On July 10 last year, after much community feedback, the council unanimously voted to pursue a full cleanup of the site prior to developing it, which would involve digging up the toxic soil and hauling it elsewhere. This was in opposition to a DTSC recommendation of capping the site, which public commenters argued wouldn’t do enough to ensure the health of locals and the environment. The following month, then-city manager Bill Lindsey sent a letter to DTSC establishing the preference of cleaning, not capping, the site.

At the Tuesday meeting, community members opposed to the plan packed the council chambers, many holding colorful posters and orange signs that read: “No Sell-out! Richmond Deserves Better!” The majority of public commenters asked for a return to the full cleanup plan, though representatives from several trade unions spoke in favor of the plan.

The commenters expressed frustration about being given only five days notice on the issue. Many of them said they lived near the site and listed the dangers of storms, earthquakes, and rising sea levels releasing the toxins potentially into the entire bay.

Andres Soto criticized Councilmembers Nat Bates and Demnlus Johnson III, the councilmembers who sponsored the resolution and the only two who weren’t on the council during the July meeting. Soto, like others, said no one was against developing the site. They only disagreed with the method of managing the toxic material.

“Nobody is disputing the need to develop,” Soto said. “But the idea was we were going to clean this up, we weren’t going to do the old Richmond way where you cut a backroom deal, where people’s health is compromised because you want to put some change in your pocket.”

Former councilmember Jovanka Beckles, who approved the full clean-up, criticized a part of the resolution that establishes an intent to buy pollution insurance.

“I tell you no amount of money can save you when you’re infected with cancer or some other life-threatening disease,” she said.

William Shopoff, CEO of Shopoff Realty, said that not only will capping the site cost substantially less than removing the hazardous material, but would also be less intrusive to the rest of the community. He noted that fully cleaning the soil would require the removal of half a million square yards of dirt, roughly equivalent to 65,000 truckloads. The process, he said, would release of toxic particulate matter into the air.

Those opposed to the development chose Sherry Padgett — who owns a business near the site and member of the Richmond Southeast Shoreline Area Community Advisory Group — to speak for ten minutes.

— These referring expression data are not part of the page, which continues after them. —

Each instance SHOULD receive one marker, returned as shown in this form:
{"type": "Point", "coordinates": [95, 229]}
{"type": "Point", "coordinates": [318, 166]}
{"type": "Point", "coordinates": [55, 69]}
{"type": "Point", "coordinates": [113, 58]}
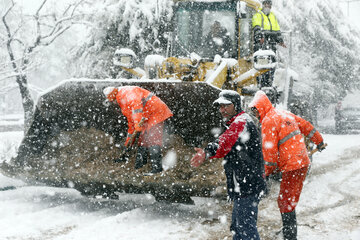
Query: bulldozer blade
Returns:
{"type": "Point", "coordinates": [78, 106]}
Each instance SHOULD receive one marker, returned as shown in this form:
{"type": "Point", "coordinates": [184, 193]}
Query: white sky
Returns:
{"type": "Point", "coordinates": [352, 12]}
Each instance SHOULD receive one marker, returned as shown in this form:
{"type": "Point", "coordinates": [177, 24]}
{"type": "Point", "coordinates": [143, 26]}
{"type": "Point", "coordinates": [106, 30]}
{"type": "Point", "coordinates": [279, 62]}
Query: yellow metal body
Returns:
{"type": "Point", "coordinates": [213, 72]}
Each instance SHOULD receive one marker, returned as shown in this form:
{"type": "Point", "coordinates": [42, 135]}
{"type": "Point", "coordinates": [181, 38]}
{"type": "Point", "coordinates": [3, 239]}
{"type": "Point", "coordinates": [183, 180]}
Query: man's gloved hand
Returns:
{"type": "Point", "coordinates": [198, 158]}
{"type": "Point", "coordinates": [321, 146]}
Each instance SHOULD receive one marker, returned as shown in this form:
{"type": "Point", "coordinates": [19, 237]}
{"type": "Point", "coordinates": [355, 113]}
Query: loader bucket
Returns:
{"type": "Point", "coordinates": [62, 147]}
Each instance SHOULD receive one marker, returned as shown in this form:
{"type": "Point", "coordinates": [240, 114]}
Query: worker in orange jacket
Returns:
{"type": "Point", "coordinates": [145, 114]}
{"type": "Point", "coordinates": [284, 150]}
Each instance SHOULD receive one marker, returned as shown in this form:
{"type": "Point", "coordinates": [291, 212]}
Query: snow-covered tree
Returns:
{"type": "Point", "coordinates": [325, 47]}
{"type": "Point", "coordinates": [140, 25]}
{"type": "Point", "coordinates": [25, 34]}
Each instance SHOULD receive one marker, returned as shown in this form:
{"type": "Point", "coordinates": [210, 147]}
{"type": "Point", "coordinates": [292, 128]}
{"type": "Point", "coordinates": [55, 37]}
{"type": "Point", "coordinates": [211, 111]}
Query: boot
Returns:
{"type": "Point", "coordinates": [141, 157]}
{"type": "Point", "coordinates": [289, 225]}
{"type": "Point", "coordinates": [155, 159]}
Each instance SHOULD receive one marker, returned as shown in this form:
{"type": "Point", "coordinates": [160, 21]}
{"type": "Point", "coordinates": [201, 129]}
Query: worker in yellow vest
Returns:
{"type": "Point", "coordinates": [266, 28]}
{"type": "Point", "coordinates": [266, 35]}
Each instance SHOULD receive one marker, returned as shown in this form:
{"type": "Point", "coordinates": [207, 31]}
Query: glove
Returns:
{"type": "Point", "coordinates": [198, 158]}
{"type": "Point", "coordinates": [139, 128]}
{"type": "Point", "coordinates": [321, 146]}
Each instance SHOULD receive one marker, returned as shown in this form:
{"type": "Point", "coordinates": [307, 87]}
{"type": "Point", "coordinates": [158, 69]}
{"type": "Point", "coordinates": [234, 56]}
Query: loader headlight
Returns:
{"type": "Point", "coordinates": [124, 58]}
{"type": "Point", "coordinates": [264, 59]}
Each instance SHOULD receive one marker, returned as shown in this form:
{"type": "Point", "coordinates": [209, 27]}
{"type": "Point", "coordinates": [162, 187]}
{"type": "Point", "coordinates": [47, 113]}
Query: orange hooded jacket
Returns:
{"type": "Point", "coordinates": [137, 103]}
{"type": "Point", "coordinates": [282, 143]}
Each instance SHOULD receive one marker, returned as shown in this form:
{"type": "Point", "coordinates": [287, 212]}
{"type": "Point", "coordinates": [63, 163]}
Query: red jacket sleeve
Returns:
{"type": "Point", "coordinates": [229, 138]}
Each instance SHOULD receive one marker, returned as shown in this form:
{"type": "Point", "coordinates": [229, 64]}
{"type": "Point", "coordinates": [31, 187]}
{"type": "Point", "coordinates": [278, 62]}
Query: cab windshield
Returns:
{"type": "Point", "coordinates": [206, 29]}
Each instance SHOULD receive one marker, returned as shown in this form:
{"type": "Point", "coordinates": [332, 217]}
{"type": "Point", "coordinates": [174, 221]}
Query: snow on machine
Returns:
{"type": "Point", "coordinates": [74, 137]}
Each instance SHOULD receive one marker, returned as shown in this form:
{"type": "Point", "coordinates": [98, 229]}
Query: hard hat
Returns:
{"type": "Point", "coordinates": [110, 93]}
{"type": "Point", "coordinates": [229, 97]}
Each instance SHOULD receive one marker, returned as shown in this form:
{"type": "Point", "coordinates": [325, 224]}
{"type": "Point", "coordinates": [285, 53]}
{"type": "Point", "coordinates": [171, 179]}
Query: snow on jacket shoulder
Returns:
{"type": "Point", "coordinates": [283, 144]}
{"type": "Point", "coordinates": [240, 146]}
{"type": "Point", "coordinates": [136, 103]}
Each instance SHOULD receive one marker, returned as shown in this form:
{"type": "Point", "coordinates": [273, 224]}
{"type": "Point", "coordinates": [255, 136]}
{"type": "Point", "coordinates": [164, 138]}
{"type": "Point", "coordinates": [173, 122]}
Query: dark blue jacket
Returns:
{"type": "Point", "coordinates": [240, 146]}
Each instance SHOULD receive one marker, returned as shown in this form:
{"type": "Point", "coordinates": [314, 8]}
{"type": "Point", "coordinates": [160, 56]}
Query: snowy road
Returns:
{"type": "Point", "coordinates": [329, 207]}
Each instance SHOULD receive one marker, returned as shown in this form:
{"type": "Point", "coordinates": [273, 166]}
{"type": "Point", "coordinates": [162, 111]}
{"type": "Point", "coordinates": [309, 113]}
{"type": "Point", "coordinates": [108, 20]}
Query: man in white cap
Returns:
{"type": "Point", "coordinates": [240, 146]}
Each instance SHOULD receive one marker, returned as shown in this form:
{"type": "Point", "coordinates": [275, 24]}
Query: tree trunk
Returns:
{"type": "Point", "coordinates": [27, 101]}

Padgett detailed the toxins present in the area. She said 30 percent of mucksucker fish, which don’t leave the area, develop both ovaries and testes because of endocrine disruptors. She criticized the development plans, and said there should have been discussion of how the money being spent on community benefits could be better used to clean up the area.

Padgett said the councilmembers were voting on a resolution that favored AstraZeneca and Shopoff.

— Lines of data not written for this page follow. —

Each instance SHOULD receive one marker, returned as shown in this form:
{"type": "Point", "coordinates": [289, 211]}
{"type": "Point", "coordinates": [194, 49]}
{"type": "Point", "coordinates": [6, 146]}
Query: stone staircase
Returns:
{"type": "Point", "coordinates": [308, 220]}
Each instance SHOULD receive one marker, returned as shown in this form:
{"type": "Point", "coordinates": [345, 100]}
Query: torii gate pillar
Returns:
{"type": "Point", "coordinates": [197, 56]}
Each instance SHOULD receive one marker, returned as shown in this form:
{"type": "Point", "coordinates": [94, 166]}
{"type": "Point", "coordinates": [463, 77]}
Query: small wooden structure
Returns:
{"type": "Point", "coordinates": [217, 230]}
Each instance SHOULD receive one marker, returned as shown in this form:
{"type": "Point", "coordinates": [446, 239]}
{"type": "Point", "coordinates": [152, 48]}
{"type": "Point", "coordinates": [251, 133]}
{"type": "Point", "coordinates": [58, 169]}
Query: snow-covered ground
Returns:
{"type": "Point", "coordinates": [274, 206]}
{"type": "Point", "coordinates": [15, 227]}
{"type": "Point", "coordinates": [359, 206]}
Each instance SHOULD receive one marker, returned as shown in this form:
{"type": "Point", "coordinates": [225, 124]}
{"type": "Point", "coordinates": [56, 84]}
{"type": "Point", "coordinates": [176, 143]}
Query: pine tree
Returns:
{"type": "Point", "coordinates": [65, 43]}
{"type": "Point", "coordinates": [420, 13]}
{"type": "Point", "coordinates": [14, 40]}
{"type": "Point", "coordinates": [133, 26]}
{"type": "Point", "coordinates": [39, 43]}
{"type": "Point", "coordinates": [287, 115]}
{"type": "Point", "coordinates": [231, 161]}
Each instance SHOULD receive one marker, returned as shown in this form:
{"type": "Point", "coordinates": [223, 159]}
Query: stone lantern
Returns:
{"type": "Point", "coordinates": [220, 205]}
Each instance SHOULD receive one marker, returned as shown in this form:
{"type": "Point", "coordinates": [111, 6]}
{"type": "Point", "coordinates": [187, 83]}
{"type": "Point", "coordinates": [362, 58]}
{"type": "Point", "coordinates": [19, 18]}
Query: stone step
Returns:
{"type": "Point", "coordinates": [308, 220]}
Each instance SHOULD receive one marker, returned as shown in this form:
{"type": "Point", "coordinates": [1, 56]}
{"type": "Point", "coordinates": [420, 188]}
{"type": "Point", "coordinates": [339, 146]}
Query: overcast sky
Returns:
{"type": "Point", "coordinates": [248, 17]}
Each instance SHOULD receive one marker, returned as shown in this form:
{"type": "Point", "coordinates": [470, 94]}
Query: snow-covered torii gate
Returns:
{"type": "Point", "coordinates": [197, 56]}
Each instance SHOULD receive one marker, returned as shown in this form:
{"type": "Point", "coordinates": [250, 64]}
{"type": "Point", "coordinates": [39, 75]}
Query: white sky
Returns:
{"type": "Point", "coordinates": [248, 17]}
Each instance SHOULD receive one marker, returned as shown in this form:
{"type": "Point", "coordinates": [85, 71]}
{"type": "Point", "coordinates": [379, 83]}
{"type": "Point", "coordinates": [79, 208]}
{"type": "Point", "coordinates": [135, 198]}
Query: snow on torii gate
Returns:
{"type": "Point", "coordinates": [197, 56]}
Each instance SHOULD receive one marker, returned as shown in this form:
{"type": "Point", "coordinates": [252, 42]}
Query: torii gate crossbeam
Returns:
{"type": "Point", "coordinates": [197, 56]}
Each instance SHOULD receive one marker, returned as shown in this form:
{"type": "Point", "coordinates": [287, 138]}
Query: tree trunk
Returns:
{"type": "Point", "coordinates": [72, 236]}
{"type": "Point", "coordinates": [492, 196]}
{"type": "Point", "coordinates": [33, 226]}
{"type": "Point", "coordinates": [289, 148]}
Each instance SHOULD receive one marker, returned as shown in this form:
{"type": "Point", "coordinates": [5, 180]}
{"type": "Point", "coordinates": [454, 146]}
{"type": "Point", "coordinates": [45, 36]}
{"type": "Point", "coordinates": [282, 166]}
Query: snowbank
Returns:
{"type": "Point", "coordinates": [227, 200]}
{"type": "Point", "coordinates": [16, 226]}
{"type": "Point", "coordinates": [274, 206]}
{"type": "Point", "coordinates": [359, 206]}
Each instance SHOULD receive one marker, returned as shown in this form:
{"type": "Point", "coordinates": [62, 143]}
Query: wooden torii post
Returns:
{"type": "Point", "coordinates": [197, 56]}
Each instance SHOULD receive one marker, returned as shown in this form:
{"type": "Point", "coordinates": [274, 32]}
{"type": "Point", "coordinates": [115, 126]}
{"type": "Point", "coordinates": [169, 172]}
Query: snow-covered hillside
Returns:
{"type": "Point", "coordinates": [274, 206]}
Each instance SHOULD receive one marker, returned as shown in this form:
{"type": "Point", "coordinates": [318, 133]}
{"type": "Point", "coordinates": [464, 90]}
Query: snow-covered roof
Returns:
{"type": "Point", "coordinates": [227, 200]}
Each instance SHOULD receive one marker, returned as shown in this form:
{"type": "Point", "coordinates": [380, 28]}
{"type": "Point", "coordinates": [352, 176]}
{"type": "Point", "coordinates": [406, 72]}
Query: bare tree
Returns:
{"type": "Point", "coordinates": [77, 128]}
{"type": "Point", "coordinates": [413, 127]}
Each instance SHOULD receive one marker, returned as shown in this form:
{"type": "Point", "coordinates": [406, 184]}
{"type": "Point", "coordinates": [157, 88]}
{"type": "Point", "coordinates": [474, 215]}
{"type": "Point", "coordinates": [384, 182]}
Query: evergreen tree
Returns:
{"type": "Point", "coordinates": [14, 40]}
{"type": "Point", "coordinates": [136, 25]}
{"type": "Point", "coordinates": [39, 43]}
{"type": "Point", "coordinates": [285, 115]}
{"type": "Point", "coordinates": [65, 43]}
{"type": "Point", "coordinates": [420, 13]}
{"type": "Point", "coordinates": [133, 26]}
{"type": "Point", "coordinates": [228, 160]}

“Our city councilmembers are considering a resolution that is not of, by, or for the people of Richmond,” she said.

Bates and Johnson openly supported the proposal. Bates argued that if the council had listened to those opposed the project in the case of Marina Bay, it would never have been developed.

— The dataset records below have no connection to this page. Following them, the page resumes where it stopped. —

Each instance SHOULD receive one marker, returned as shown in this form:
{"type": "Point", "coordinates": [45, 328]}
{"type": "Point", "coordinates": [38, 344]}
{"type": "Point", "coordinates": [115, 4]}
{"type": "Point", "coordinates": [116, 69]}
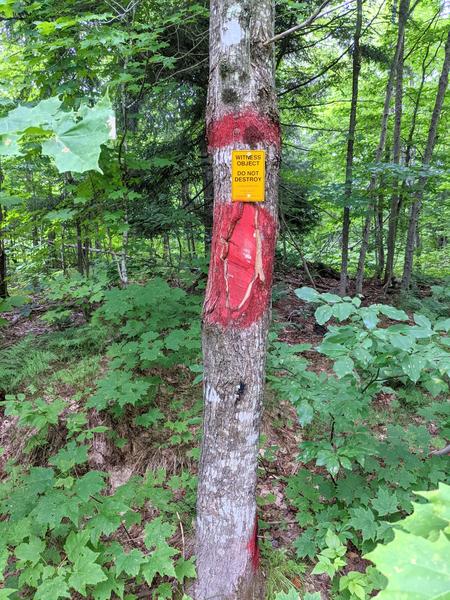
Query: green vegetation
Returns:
{"type": "Point", "coordinates": [106, 208]}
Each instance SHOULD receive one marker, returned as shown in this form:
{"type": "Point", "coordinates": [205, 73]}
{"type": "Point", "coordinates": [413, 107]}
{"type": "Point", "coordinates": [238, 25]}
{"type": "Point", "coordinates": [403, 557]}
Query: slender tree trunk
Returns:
{"type": "Point", "coordinates": [417, 204]}
{"type": "Point", "coordinates": [80, 259]}
{"type": "Point", "coordinates": [241, 115]}
{"type": "Point", "coordinates": [3, 284]}
{"type": "Point", "coordinates": [403, 14]}
{"type": "Point", "coordinates": [343, 284]}
{"type": "Point", "coordinates": [397, 146]}
{"type": "Point", "coordinates": [208, 196]}
{"type": "Point", "coordinates": [86, 256]}
{"type": "Point", "coordinates": [379, 238]}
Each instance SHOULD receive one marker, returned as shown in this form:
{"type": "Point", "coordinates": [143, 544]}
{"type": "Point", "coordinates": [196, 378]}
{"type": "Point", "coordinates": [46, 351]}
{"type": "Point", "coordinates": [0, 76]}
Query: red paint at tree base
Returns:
{"type": "Point", "coordinates": [240, 276]}
{"type": "Point", "coordinates": [248, 128]}
{"type": "Point", "coordinates": [253, 547]}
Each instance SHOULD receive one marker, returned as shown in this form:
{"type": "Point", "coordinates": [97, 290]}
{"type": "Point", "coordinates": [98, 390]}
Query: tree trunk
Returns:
{"type": "Point", "coordinates": [80, 260]}
{"type": "Point", "coordinates": [379, 238]}
{"type": "Point", "coordinates": [208, 196]}
{"type": "Point", "coordinates": [395, 198]}
{"type": "Point", "coordinates": [343, 284]}
{"type": "Point", "coordinates": [417, 204]}
{"type": "Point", "coordinates": [3, 284]}
{"type": "Point", "coordinates": [403, 14]}
{"type": "Point", "coordinates": [241, 114]}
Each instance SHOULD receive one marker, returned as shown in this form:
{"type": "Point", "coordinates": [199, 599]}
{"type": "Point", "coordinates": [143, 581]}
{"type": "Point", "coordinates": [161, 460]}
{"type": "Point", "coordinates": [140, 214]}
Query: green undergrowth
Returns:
{"type": "Point", "coordinates": [130, 378]}
{"type": "Point", "coordinates": [366, 427]}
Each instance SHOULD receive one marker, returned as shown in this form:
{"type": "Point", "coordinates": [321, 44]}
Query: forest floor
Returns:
{"type": "Point", "coordinates": [146, 448]}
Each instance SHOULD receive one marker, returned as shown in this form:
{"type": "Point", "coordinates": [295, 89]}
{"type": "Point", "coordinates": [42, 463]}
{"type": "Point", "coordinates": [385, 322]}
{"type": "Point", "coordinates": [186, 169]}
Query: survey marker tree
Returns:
{"type": "Point", "coordinates": [241, 116]}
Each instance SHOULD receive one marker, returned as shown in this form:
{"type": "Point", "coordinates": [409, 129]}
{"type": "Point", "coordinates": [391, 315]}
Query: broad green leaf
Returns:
{"type": "Point", "coordinates": [129, 563]}
{"type": "Point", "coordinates": [401, 341]}
{"type": "Point", "coordinates": [343, 366]}
{"type": "Point", "coordinates": [52, 589]}
{"type": "Point", "coordinates": [159, 563]}
{"type": "Point", "coordinates": [363, 519]}
{"type": "Point", "coordinates": [185, 569]}
{"type": "Point", "coordinates": [31, 551]}
{"type": "Point", "coordinates": [157, 532]}
{"type": "Point", "coordinates": [323, 314]}
{"type": "Point", "coordinates": [343, 310]}
{"type": "Point", "coordinates": [74, 140]}
{"type": "Point", "coordinates": [75, 146]}
{"type": "Point", "coordinates": [292, 594]}
{"type": "Point", "coordinates": [393, 313]}
{"type": "Point", "coordinates": [385, 503]}
{"type": "Point", "coordinates": [416, 568]}
{"type": "Point", "coordinates": [6, 593]}
{"type": "Point", "coordinates": [86, 572]}
{"type": "Point", "coordinates": [89, 485]}
{"type": "Point", "coordinates": [307, 294]}
{"type": "Point", "coordinates": [413, 365]}
{"type": "Point", "coordinates": [369, 317]}
{"type": "Point", "coordinates": [422, 321]}
{"type": "Point", "coordinates": [305, 413]}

“This city needs revenue. This community needs jobs,” Bates said. “This is an opportunity for the city to be bold, creative and work with the developer to clean up the site.”

Councilmembers Melvin Willis and Eduardo Martinez opposed the proposal and supported a full cleanup, saying they didn’t want their names attached to the proposed project.

Willis said that though the community benefits sounded great, he had no confidence that a half-cleanup and cap would be sustainable.

“I don’t want to be known as the person who allowed citizens in Richmond to live on top of a toxic waste site,”Marinez said.

Councilmembers Jael Myrick and Ben Choi said there were significant problems with a full cleanup as well.

Willis made a substitute motion to table the item so the community would have a better chance to respond. This motion failed 3-3-1, with Choi, Willis and Martinez for; Butt, Bates and Johnson against; and Myrick abstaining.

The final motion passed 5-2, with Martinez and Willis voting against it.